API rate limiting in distribution-mgmt (si-2302) blocks ERP sync jobs during peak hours

Our distribution-mgmt integration jobs are failing due to API rate limiting errors when syncing data from S/4HANA ERP to SAP IBP. We’re hitting the API gateway limits during peak processing times, causing a significant sync backlog.

The error response we’re getting:

{
  "error": "rate_limit_exceeded",
  "message": "API rate limit of 1000 requests per minute exceeded",
  "retry_after": 60
}

Our integration jobs need to sync approximately 50,000 distribution records daily, which includes orders, deliveries, and shipment status updates. The jobs run every 15 minutes throughout the day. We’re using REST API calls to IBP’s distribution-mgmt endpoints with batch sizes of 100 records per request.

The rate limiting started affecting us after we onboarded three new distribution centers last month, which increased our transaction volume by about 40%. The sync backlog is now over 6 hours behind real-time, impacting our ability to optimize distribution plans.

Are there best practices for handling API rate limits in si-2302, or ways to optimize our batch processing to stay within limits?

Larger batch sizes generally improve performance up to a point. For distribution-mgmt in si-2302, the sweet spot is 500-750 records per batch. Beyond that, you risk timeout issues if the processing takes longer than the API gateway timeout (typically 60 seconds).

Also consider implementing exponential backoff retry logic. When you hit rate limits, the API returns a retry_after header telling you how long to wait. Your integration should honor this and retry with exponential delays rather than immediately retrying and making the problem worse.

You’re hitting the default API gateway limits which are designed to prevent system overload. With 50,000 records and batch size of 100, you’re making 500 API calls per job run. Running every 15 minutes means potentially 2,000 calls per hour, which exceeds most standard rate limits.

First step is to increase your batch size. IBP distribution-mgmt APIs can typically handle 500-1000 records per request. This would reduce your API calls by 5-10x and likely solve the rate limiting issue immediately.

Another approach is to optimize your job scheduling. Instead of running every 15 minutes with the same batch size, implement intelligent scheduling based on data volume. Run smaller, more frequent jobs during low-activity periods and larger, less frequent jobs during peak times.

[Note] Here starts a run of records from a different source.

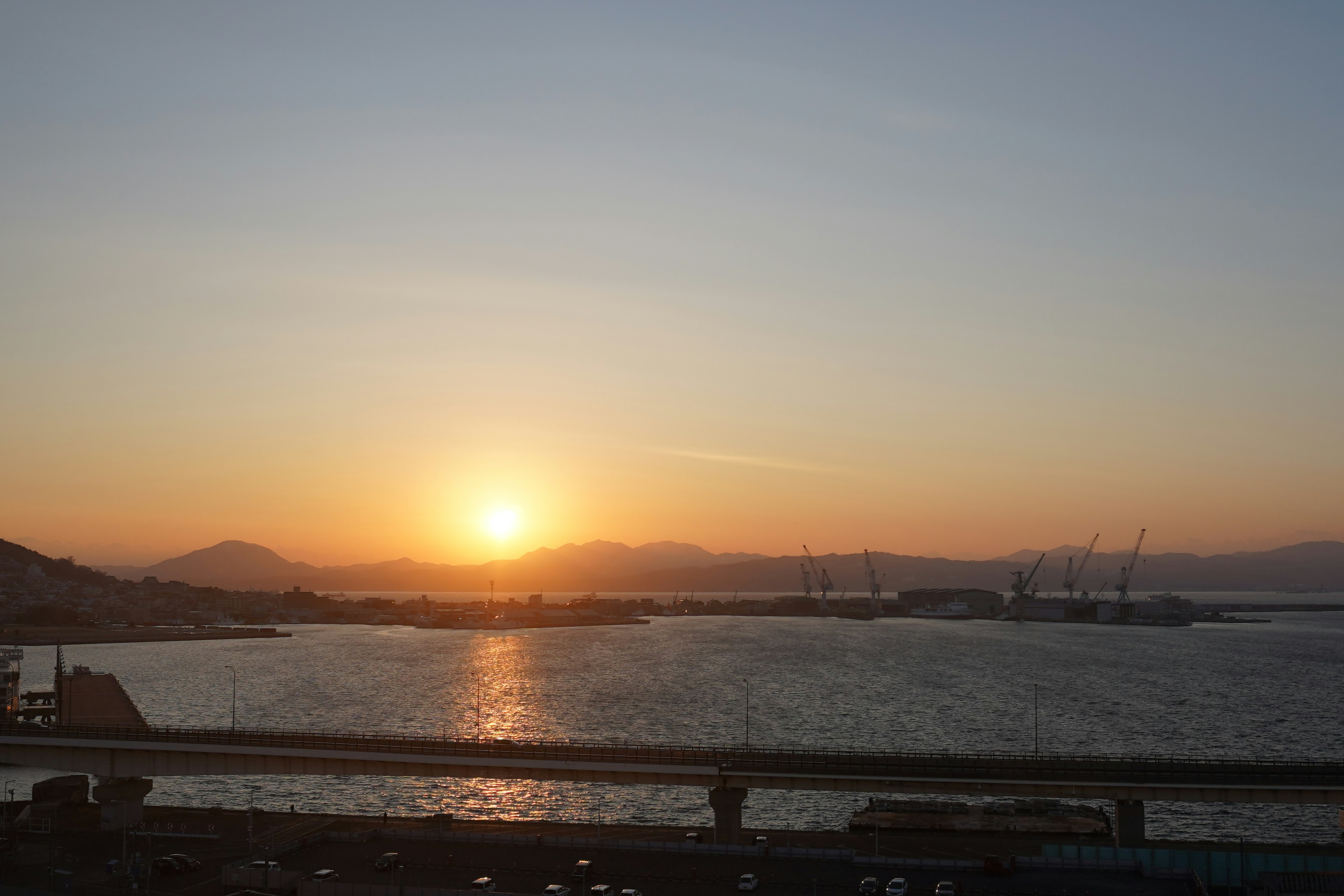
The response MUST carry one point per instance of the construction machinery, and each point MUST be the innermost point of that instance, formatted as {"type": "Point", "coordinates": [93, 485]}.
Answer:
{"type": "Point", "coordinates": [1023, 582]}
{"type": "Point", "coordinates": [874, 585]}
{"type": "Point", "coordinates": [820, 575]}
{"type": "Point", "coordinates": [1127, 572]}
{"type": "Point", "coordinates": [1072, 574]}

You could also implement a queue-based system where records are added to a queue and processed in optimal batch sizes based on current API availability rather than fixed schedules. This smooths out the load and prevents rate limit spikes.

Don’t forget about API gateway load balancing. If you’re making all requests from a single integration server, you’re limited by that server’s IP address rate limit. Consider distributing the load across multiple integration servers or using a load balancer to spread requests across different source IPs.

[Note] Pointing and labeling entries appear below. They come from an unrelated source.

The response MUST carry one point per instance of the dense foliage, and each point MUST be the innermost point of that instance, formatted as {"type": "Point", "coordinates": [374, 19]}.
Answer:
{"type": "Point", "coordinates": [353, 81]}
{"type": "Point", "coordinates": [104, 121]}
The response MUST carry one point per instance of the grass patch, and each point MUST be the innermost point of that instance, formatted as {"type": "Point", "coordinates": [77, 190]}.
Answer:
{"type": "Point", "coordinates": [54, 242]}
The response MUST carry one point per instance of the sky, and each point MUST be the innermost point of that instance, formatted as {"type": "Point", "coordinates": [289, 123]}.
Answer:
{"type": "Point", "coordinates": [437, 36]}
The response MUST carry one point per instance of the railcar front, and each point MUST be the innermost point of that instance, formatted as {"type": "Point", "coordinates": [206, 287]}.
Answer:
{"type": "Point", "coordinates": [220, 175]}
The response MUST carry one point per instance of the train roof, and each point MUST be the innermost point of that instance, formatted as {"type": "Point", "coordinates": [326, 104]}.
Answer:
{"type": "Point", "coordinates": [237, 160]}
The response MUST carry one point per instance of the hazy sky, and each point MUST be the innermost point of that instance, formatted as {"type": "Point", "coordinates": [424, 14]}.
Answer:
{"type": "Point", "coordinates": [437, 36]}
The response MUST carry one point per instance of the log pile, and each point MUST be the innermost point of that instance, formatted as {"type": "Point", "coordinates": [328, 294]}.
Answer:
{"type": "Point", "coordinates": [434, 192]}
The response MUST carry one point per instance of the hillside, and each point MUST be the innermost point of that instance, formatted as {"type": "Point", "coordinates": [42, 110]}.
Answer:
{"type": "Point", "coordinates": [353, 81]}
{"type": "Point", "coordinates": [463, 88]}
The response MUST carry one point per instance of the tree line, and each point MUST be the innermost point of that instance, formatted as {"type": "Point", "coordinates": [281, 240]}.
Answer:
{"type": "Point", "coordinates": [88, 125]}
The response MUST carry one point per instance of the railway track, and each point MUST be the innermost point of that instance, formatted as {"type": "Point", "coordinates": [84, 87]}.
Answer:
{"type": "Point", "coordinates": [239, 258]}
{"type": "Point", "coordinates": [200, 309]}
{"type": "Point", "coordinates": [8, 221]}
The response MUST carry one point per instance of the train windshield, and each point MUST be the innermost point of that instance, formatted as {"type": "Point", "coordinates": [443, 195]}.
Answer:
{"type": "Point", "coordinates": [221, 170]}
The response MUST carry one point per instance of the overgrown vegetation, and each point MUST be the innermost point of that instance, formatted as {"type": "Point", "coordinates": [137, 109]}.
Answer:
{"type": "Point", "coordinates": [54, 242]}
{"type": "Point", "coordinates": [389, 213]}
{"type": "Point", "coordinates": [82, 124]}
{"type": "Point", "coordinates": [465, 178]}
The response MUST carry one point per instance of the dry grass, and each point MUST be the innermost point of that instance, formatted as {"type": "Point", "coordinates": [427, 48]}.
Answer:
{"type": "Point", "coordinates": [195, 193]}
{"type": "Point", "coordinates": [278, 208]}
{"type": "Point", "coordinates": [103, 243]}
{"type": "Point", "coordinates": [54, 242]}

Some customers also negotiate higher rate limits with SAP for production integrations that have legitimate high-volume needs. Contact SAP support to request a rate limit increase for your tenant if batch optimization isn’t sufficient.

That’s a good point about batch size. I wasn’t aware the API could handle 500+ records per request. Our documentation said 100 was the recommended size, but that might be outdated. I’ll test with larger batches. Are there any performance implications on the IBP side when processing larger batches?